Conventional wisdom holds if your match doesn’t respond to your first message, sending a second one looks a little needy. Yet new data from Hinge, the popular dating app that ditched swiping in an effort to promote “serious” relationships, shows that double-texting actually improves the likelihood of a response—provided you wait for a bit.
Hinge defined double-texting as a second message sent on a lag (at least five minutes after the first message), so as to discount two-line texts (e.g., sending “hey,” then “how are you” two seconds later). The company randomly sampled 300,000 US-based conversations on its app over two weeks in May, which included a nearly equal number of men and women and did not account for sexual orientation or racial demographics.
Of those who double-texted, if the second message was sent more than roughly four hours after the first message, the recipient was actually more likely to respond than to those who were only sent a single message.
The benefit of double-texting are long-lasting.
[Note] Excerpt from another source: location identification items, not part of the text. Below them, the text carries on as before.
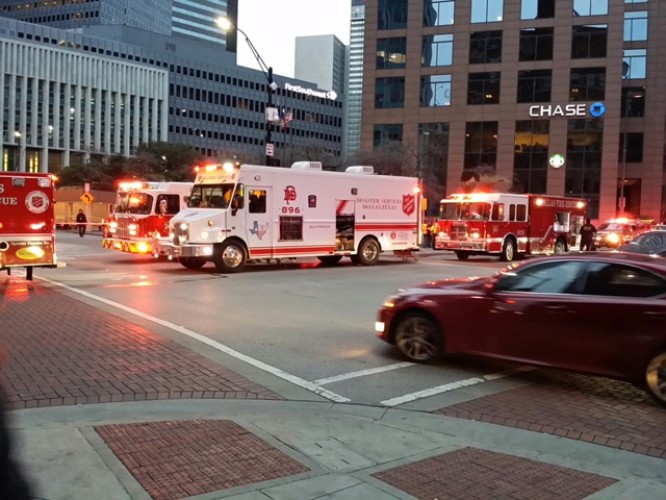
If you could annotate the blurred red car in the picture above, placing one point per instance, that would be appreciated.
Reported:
(595, 313)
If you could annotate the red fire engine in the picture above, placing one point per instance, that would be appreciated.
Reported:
(143, 211)
(508, 224)
(27, 221)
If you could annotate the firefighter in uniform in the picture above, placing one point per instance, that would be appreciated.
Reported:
(587, 232)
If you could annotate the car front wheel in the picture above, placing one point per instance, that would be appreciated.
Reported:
(417, 337)
(655, 377)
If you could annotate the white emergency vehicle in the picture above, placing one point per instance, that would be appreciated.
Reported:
(250, 213)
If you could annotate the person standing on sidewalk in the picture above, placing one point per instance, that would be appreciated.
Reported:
(587, 232)
(81, 222)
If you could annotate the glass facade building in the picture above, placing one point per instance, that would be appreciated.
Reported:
(498, 87)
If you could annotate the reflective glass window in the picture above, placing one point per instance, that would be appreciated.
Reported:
(437, 50)
(438, 12)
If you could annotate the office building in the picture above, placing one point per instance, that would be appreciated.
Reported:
(558, 97)
(211, 104)
(353, 101)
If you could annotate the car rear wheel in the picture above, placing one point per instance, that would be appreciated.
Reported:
(417, 337)
(655, 377)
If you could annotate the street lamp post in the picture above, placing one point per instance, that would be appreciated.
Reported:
(622, 202)
(19, 137)
(271, 86)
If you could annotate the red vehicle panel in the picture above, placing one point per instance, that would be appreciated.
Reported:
(27, 221)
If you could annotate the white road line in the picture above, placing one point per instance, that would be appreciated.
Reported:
(452, 386)
(363, 373)
(310, 386)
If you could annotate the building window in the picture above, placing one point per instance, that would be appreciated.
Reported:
(587, 84)
(536, 44)
(435, 91)
(438, 12)
(530, 159)
(483, 88)
(385, 135)
(391, 53)
(480, 144)
(437, 50)
(537, 9)
(634, 147)
(485, 47)
(633, 102)
(589, 41)
(634, 64)
(583, 172)
(534, 85)
(590, 8)
(487, 11)
(389, 92)
(635, 26)
(392, 14)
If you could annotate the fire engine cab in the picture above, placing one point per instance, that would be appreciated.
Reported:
(143, 211)
(508, 224)
(27, 221)
(250, 213)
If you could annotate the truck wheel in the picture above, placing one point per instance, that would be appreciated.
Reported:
(655, 377)
(508, 250)
(230, 257)
(368, 252)
(329, 260)
(462, 255)
(191, 262)
(560, 247)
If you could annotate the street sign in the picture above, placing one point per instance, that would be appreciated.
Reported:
(87, 198)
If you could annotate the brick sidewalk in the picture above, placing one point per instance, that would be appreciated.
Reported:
(61, 351)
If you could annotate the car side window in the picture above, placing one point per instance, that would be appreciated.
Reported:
(617, 280)
(551, 277)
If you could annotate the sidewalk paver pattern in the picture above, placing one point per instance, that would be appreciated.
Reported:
(474, 473)
(592, 409)
(185, 458)
(61, 351)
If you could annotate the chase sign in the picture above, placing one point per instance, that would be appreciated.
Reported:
(596, 110)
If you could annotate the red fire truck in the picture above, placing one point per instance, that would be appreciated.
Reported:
(143, 211)
(508, 224)
(27, 221)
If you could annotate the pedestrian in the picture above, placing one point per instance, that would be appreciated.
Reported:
(425, 230)
(81, 222)
(434, 231)
(587, 232)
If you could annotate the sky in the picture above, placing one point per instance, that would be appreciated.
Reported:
(273, 25)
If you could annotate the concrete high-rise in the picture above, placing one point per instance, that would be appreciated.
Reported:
(515, 86)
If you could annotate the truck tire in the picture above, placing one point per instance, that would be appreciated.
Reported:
(560, 247)
(462, 255)
(230, 257)
(191, 262)
(508, 250)
(368, 252)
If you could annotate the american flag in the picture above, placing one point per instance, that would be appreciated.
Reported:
(285, 117)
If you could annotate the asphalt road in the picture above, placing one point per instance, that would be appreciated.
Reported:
(310, 325)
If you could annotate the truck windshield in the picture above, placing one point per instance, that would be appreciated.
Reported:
(464, 211)
(135, 203)
(211, 196)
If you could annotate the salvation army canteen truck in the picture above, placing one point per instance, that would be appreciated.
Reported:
(249, 213)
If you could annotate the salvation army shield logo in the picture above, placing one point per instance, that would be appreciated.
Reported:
(408, 204)
(37, 202)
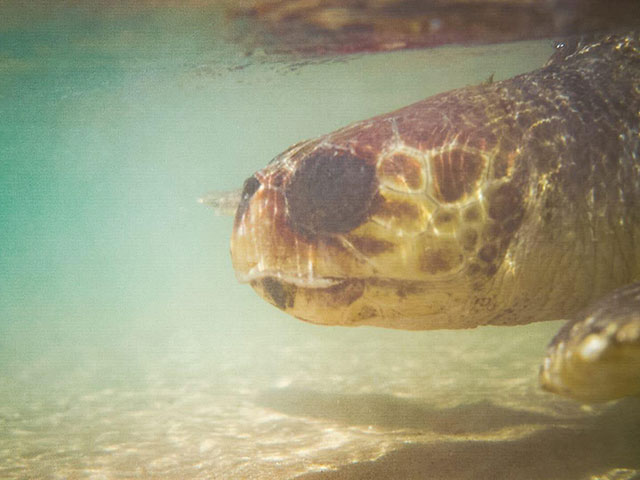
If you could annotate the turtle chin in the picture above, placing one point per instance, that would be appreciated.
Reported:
(330, 301)
(365, 301)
Even if you send a second message one full week after your first, there’s a 12% chance your match will respond, as compared to a 0.39% chance that they’ll respond after a week if you’ve send only one message.
According to Molly Fedick, editor-in-chief of Hinge’s advice blog IRL, four hours is the perfect period before a nudge as it gives the recipient time to finish whatever caused their initial delay (work, dinner, exercise) and focus on their answer. It also protects the sender from seeming over-eager: “If someone cannot wait a few hours for a response, the recipient may wonder if that attitude of impatience will carry into a potential relationship,” she says.
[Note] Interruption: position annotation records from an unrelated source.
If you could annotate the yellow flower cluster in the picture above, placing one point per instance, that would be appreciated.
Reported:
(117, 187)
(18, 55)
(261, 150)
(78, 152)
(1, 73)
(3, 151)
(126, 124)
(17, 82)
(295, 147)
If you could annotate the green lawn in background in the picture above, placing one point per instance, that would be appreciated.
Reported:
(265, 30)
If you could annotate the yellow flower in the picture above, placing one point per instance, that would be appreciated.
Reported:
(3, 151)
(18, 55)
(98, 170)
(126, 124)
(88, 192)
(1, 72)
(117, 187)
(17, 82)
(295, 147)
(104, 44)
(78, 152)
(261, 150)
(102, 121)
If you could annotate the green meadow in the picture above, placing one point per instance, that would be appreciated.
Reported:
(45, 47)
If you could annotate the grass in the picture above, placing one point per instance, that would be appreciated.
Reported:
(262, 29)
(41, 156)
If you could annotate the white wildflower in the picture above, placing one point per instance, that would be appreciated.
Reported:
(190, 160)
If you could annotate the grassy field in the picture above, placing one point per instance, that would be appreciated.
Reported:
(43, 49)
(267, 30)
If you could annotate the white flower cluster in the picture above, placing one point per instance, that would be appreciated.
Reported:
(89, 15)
As for the content of the double-text, Fedwick strongly warns against passive-aggressive comments, like “Great conversation,” or allusions to non-responsiveness, like “Where’d you go, stranger?” Such messages are common, but they make the sender seem boring at best, and obsessive (or threatening) at worst. And if there’s one rule to obey, it’s to leave it at the double text. Bombarding a match with triple or quadruple messages is intrusive and may get you blocked.
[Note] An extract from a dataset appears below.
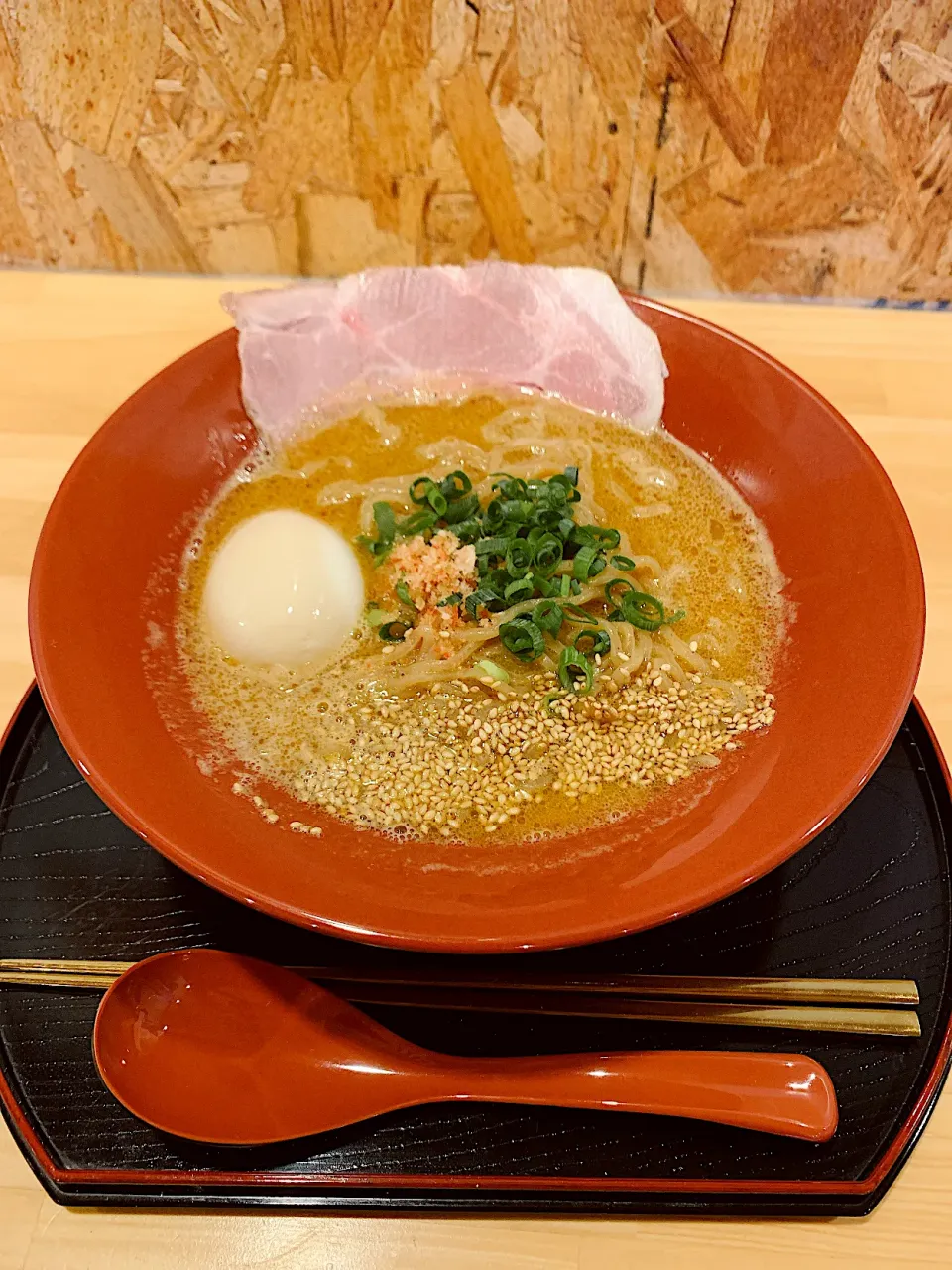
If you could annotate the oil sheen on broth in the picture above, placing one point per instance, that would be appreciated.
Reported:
(714, 559)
Launching back into the conversation with a friendly question or comment about a photo, as if the first text didn’t even happen, is the best strategy, says Fedwick, as interesting conversations require interesting contributions. And if you get a response, be sure to use that interaction to schedule a real-life meet up. No need to drag things out over text. “Dating apps are merely a means of meeting,” says Fedwickvia email, “the real relationship starts offline.”